A palestra de Ciro Pirondi, ‘‘A poética e a permanência de Vilanova Artigas’’, promovida na PUC-PR recentemente, serviu de motivação para se falar sobre a importância de sua obra. Pirondi, atual presidente da Fundação Vilanova Artigas, anunciou para brevemente o lançamento de livro sobre o arquiteto, a ser editado no Brasil e na Espanha.
João Batista Vilanova Artigas nasceu em Curitiba, em 1915. As limitações desta cidade nos anos trinta, fizeram com que Artigas fosse estudar na Escola Politécnica em São Paulo, diplomando-se em Arquitetura em 1937. Estabeleceu-se, a partir de então, naquela cidade, até seu falecimento em 1985.
Militante político ativo, dedicou-se, no entanto, ao ensino durante toda a sua vida. Em 1968 foi cassado pelo AI-5, no mesmo ano em que o novo prédio da Faculdade de Urbanismo da USP, projeto de sua autoria, foi inaugurado. Com a anistia, voltou para a USP em 1980, quando fez histórica prova para reaver a posição de titular da Escola, de que foi um dos fundadores.
Quando da implantação do Curso de Arquitetura e Urbanismo em Curitiba, em 1962, foi convidado, pelo Presidente da Comissão de Formação, Rubens Meister, para professor. Artigas declinou o convite, mas proferiu diversas palestras em Curitiba e foi paraninfo de uma turma de Arquitetura da UFPR.
O ambiente de discussão sobre a Arquitetura, onde a figura de Artigas foi predominante, marcou a geração de estudantes da USP e do Mackenzie. Entre esses estão alguns dos arquitetos que iriam formar o corpo docente do Curso de Arquitetura e Urbanismo da UFPR.
Sua trajetória confunde-se com o desenvolvimento da Arquitetura Moderna Paulista, no período em que esta adquire sua melhor expressão. A presença de Artigas no Paraná está marcada de forma direta em projetos em Curitiba e em Londrina, e, de forma indireta, através da influência da sua obra, na formação dos professores do Curso de Arquitetura da UFPR.
A Rodoviária de Londrina (1950), entre outros projetos executados na cidade, é sua obra mais importante no Paraná, tendo sido tombada pelo Patrimônio Histórico Estadual do Paraná, e transformada em Centro Cultural.
Em Curitiba o Hospital São Lucas (1945), apesar de ter sofrido acréscimos sem a participação de seu autor, mantém os blocos originais, e sua localização em terreno alto e de esquina, ainda é marcante na paisagem urbana.
A Casa Joel Vilanova Artigas (1944), obra da juventude é bem resolvida na utilização de espaços.
Mais significativa é a Casa João Bettega (1952), que contém, em pequena escala, todo o vocabulário de Artigas. Estão presentes elementos característicos de sua arquitetura, como as rampas de acesso aos pavimentos e a distribuição espacial desenvolvida dentro de um mesmo volume.
Vinte anos depois da Casa Frederico Kirchgassner, uma nova casa moderna, de Artigas, foi implantada em um lugar alto da cidade e igualmente criticada pela população.
Em 1978 projetou a Casa Edgard Niclewicz, uma de suas últimas obras.

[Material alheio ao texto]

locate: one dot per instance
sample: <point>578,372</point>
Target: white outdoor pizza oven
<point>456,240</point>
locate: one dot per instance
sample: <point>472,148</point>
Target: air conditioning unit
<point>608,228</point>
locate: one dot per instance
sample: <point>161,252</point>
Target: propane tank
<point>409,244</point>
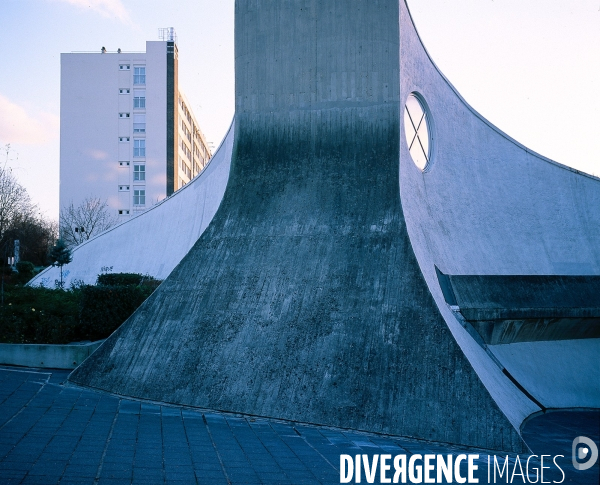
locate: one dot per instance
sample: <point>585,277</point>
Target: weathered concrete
<point>490,206</point>
<point>155,241</point>
<point>303,299</point>
<point>47,356</point>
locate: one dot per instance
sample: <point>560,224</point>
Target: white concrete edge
<point>198,178</point>
<point>486,121</point>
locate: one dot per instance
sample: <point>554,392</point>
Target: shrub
<point>123,279</point>
<point>57,316</point>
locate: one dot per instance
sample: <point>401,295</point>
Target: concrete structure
<point>127,134</point>
<point>47,356</point>
<point>176,222</point>
<point>328,286</point>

A volumetria, com empena cega em concreto aparente voltada para a rua, tem, na distribuição de espaços internos, os elementos característicos das casas paulistas projetadas nas décadas de 50 e 60.
A arquitetura de Artigas é concepção marcante e original, não deixando de lado a poesia.
A Casa de João Bettega corre o risco de ser demolida, e Curitiba, que soube preservar os imóveis ecléticos construídos até a década de 40, deve conservar suas edificações modernas mais significativas.
Curitiba precisa preservar estas obras do mestre, sob pena de restarem apenas imagens virtuais de sua arquitetura.